The algorithm tends to over-trim when closing more complex curves. It tends to under-trim when the trimmed portion is large and runs tangent to the blend curve.
Both errors occur at random, depending on the geometry. The error rate is roughly 1 in 10 for the examples. In my daily use, this error happens at a similar rate.
Workarounds
I fix gaps with the Match operation plus occasional manual control point editing. I fix untrimmed sections with a Trim operation. When I miss the defects while drawing, I hunt them down during QC, using SelOpenCrv or the ShowEnds tool.
Impact of fix
Fixing the bug would reduce unnecessary operations and make arcblend easier to teach and use for our process. This would make the tool feel significantly more solid and dependable.
I suspect that arcblend uses a point-curve intersection solver that is nondeterministic and rarely freaks out and gives us wrong answers. I also suppose that it might be difficult to solve the instability in the intersection solver.
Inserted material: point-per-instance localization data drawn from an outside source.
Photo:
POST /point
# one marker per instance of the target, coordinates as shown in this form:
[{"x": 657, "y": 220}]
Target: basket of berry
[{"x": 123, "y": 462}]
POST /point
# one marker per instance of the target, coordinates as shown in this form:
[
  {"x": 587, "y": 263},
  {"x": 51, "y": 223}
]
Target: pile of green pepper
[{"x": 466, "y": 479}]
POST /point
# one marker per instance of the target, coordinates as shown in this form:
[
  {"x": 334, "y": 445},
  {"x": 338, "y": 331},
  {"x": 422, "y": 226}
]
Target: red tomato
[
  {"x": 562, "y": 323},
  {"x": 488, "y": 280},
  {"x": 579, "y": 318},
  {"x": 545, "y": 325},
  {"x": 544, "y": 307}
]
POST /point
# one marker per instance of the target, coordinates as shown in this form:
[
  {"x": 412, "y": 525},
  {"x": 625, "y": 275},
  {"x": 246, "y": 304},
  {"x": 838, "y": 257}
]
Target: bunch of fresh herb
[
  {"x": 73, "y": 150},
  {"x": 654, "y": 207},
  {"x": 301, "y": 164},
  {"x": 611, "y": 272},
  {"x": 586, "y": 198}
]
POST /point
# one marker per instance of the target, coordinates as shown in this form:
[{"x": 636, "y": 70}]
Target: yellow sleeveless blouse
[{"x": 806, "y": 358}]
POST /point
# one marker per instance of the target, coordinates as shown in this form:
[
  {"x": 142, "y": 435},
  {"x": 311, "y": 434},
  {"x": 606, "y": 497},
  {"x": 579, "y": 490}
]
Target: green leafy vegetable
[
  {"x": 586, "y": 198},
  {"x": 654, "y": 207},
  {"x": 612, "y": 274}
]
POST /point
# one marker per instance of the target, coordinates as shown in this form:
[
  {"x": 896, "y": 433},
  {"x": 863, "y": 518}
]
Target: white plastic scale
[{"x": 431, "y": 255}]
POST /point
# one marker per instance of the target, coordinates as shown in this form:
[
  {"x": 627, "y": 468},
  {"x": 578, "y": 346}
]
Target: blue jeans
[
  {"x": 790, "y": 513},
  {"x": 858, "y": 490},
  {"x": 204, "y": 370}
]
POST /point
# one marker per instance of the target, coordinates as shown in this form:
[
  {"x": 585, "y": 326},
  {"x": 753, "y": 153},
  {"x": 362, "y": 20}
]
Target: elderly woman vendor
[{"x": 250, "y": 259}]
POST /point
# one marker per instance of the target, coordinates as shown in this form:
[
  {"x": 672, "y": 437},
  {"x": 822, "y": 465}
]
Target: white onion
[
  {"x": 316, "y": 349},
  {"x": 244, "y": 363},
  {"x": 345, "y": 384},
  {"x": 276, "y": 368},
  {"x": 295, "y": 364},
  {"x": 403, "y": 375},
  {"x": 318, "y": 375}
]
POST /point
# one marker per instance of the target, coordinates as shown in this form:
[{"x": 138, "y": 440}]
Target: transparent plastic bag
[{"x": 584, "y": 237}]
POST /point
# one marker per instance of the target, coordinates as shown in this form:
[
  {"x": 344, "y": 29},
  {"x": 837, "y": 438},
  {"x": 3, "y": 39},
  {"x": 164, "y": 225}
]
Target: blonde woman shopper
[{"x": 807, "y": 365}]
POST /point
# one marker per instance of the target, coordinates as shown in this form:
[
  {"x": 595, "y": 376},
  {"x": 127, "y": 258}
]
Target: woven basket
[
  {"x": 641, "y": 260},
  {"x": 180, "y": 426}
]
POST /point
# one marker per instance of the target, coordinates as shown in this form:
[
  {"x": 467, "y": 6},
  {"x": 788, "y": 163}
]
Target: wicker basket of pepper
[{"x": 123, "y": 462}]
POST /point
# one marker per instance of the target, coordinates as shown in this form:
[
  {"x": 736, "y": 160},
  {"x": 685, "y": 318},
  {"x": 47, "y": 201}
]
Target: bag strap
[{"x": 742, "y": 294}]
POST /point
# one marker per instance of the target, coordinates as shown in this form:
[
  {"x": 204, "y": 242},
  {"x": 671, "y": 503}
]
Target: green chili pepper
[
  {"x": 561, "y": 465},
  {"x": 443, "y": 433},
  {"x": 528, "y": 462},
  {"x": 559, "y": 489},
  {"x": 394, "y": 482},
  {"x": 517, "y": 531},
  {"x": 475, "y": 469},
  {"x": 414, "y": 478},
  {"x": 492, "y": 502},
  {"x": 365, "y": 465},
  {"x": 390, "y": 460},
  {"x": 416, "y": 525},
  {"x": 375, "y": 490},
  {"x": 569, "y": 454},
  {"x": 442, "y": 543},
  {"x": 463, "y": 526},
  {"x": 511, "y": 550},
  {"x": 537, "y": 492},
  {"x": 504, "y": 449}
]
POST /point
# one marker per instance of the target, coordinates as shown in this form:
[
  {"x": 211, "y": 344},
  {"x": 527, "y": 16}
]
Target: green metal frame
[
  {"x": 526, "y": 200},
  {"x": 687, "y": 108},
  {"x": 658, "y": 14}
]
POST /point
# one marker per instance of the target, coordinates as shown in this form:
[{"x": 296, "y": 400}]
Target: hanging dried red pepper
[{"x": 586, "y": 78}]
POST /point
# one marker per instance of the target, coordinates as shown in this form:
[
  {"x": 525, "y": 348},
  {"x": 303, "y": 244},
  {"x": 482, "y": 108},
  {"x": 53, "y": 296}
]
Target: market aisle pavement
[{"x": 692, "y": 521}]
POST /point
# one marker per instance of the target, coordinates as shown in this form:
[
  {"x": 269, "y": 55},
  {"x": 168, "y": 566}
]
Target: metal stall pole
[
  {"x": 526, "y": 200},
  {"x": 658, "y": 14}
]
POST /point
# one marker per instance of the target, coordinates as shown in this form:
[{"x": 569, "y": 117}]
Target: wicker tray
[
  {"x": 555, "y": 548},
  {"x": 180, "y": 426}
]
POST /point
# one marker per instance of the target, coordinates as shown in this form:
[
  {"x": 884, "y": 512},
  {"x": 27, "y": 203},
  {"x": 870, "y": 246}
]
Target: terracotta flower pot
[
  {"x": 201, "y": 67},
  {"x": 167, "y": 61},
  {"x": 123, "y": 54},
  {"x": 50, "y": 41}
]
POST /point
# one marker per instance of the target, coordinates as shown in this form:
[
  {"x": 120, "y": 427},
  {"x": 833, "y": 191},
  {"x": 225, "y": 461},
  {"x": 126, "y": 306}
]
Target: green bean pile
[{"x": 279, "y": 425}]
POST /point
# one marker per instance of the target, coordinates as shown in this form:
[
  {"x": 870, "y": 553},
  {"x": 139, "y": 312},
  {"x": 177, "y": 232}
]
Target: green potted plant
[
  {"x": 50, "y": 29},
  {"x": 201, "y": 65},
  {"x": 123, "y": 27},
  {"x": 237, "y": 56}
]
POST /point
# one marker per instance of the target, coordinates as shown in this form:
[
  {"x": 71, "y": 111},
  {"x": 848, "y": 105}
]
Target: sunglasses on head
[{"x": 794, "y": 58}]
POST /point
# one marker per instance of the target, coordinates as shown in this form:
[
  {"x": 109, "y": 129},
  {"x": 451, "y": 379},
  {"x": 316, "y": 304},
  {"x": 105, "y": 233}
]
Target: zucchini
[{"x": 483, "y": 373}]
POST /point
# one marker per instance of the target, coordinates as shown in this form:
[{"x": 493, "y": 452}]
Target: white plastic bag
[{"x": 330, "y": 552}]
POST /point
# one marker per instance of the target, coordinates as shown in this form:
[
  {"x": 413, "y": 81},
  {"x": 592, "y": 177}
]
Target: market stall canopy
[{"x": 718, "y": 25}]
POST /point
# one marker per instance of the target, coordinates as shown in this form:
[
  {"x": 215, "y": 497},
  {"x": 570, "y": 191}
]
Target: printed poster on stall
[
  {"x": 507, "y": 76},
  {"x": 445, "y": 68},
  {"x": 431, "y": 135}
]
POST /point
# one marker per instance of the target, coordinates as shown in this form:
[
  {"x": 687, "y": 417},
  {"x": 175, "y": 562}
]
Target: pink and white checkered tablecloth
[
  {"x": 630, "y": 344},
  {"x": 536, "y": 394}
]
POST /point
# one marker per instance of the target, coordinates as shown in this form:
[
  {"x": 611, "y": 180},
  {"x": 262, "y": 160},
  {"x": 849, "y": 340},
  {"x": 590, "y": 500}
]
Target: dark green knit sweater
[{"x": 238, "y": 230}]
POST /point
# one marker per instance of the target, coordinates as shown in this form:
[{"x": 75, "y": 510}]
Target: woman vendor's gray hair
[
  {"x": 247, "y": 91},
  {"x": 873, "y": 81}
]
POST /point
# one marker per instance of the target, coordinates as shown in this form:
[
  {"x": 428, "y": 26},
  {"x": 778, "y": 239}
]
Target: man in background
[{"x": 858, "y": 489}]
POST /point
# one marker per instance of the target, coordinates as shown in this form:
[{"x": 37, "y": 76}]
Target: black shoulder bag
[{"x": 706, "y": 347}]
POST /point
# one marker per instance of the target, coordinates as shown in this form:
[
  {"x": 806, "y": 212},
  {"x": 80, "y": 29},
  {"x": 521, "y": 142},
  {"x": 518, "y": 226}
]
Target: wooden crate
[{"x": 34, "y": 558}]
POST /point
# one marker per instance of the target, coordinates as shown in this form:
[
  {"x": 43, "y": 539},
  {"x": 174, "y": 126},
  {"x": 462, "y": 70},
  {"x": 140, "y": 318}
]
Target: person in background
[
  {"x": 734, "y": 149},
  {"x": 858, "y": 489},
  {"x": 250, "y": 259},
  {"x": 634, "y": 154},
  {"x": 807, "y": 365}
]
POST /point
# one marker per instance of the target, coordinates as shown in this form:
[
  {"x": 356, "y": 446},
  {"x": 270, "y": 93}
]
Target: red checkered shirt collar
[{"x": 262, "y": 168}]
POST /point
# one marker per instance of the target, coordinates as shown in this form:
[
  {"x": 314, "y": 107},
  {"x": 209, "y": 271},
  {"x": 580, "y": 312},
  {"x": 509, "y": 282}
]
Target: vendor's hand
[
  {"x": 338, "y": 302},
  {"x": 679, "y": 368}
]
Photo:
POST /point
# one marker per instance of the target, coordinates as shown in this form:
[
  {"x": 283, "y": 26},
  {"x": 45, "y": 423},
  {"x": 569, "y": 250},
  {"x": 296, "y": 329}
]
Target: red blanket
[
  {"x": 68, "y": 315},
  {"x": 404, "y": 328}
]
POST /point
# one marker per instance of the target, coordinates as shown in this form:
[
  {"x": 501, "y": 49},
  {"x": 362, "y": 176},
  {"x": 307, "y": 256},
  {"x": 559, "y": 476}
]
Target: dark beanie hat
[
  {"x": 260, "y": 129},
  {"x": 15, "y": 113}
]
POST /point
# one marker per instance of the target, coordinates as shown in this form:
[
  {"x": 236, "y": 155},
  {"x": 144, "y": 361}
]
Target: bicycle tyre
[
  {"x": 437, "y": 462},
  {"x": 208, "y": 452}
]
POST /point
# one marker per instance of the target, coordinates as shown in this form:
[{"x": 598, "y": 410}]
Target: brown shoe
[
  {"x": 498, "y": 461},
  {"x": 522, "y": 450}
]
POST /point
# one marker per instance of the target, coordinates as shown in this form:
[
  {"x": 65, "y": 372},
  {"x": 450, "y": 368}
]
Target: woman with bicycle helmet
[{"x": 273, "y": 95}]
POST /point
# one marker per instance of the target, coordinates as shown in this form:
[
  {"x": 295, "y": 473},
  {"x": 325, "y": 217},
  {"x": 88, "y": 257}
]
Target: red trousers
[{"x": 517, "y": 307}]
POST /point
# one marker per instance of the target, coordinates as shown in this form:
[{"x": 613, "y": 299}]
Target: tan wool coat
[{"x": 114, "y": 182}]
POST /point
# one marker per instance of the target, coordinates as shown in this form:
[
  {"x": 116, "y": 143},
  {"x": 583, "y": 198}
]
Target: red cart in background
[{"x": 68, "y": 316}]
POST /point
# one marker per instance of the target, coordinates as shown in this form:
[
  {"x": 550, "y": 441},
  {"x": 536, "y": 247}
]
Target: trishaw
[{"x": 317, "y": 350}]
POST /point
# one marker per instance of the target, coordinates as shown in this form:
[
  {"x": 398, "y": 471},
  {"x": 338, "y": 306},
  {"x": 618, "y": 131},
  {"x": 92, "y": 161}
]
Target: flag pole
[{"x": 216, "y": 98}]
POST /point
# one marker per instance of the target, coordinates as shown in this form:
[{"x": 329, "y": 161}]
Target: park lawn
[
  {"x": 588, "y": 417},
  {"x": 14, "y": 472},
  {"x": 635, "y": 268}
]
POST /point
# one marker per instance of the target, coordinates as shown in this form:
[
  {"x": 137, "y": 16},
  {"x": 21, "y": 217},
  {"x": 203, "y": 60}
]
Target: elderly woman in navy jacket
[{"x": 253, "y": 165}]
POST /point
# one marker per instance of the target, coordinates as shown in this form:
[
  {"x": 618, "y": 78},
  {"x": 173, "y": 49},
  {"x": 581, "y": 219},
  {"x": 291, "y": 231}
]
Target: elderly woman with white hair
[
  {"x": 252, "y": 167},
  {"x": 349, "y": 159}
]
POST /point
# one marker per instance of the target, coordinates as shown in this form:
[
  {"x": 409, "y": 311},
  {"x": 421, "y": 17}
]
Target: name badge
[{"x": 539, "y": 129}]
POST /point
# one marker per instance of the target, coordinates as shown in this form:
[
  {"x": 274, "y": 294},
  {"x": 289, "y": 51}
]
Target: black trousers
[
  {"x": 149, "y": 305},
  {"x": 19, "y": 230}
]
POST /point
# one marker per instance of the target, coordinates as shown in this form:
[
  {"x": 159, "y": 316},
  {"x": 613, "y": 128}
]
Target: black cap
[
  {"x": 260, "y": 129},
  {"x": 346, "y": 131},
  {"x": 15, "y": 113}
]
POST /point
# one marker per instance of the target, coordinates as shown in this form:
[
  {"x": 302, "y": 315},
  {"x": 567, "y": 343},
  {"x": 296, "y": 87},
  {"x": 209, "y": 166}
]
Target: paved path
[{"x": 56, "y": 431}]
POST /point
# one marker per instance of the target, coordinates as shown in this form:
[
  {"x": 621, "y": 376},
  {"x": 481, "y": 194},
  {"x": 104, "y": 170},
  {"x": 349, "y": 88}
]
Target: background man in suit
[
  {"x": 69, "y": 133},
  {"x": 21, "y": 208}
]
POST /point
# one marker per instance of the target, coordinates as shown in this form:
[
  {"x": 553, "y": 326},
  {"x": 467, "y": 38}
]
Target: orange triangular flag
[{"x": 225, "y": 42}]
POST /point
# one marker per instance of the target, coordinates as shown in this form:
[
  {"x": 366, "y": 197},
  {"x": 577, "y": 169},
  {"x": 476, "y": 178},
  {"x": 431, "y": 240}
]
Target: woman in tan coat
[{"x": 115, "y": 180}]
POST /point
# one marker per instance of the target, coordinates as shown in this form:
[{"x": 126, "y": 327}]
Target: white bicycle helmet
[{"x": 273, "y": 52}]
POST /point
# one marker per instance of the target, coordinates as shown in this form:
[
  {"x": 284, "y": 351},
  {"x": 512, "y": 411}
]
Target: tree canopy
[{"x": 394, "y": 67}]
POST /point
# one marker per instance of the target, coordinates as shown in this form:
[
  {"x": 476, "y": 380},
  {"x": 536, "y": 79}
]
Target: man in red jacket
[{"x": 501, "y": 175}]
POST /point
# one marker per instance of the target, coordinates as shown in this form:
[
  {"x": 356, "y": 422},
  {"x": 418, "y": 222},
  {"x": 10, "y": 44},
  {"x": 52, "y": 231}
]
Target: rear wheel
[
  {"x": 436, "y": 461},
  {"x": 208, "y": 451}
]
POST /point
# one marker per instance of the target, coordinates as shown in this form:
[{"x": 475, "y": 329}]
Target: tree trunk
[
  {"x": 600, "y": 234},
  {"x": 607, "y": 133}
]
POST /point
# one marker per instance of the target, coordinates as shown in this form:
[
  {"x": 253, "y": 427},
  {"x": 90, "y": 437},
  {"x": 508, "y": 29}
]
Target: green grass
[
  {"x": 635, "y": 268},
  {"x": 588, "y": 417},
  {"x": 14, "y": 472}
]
However, the solver works most of the time, and the wrong solutions are very easy to detect.
Perhaps it’s enough to:
Trim the curve
Test that the trimmed endpoints match the blend curve’s endpoints
Hi @max.suica I could not repeat it here with these examples. Both gave me a closed curve after trimming and joining (both in command as well as afterward)
Do you have other examples that you could share?
Hi @Gijs, thank you for your attention to this problem. Here are two simpler examples, using a 3 segment polyline. They are both of the overtrim variety, where the operation cuts too much from one of the input curves.
In the first configuration I move one endpoint to a random point
In the second configuration I move both end points so that the two segments have nearly the same radius.
It should replicate within at most a couple dozen tries. In some configurations it won’t occur at all, in some configurations it will every 3 to10 tries. Please explore a few different configurations - it is pretty easy to run into the issue once you know it’s there.
The arcblend generation is fine. But we incorrectly apply the trim point, based on a code path that triggers at random.
Potential causes:
Maybe we we accidentally re-parameterize the curve before applying the trim point
maybe we give one parameter to the createarcblend function, but give a different parameter to the trim function
Maybe the trim function uses a numerical solver that can underconverge at random.
Possible regression testing plan:
Generate the polyline curve [0,0], [5,0], [5,5], [0,5]
Apply 1000 random blend parameters between the first and last segment of the curve
Assert that createarcblend and trim are called with identical parameters on identical curves
Assert that the results are all closed
Outcomes:
If some curves are open even though we always pass identical parameters, then the trim function is likely the culprit.
If we do not pass the same values, there is a logic error in the arcblend command.
Possible mitigation:
Add a validation step that verifies the curve is closed
Rerun the trim operation from scratch if the curve is open
This mitigation works because the operation will eventually work if you retry it.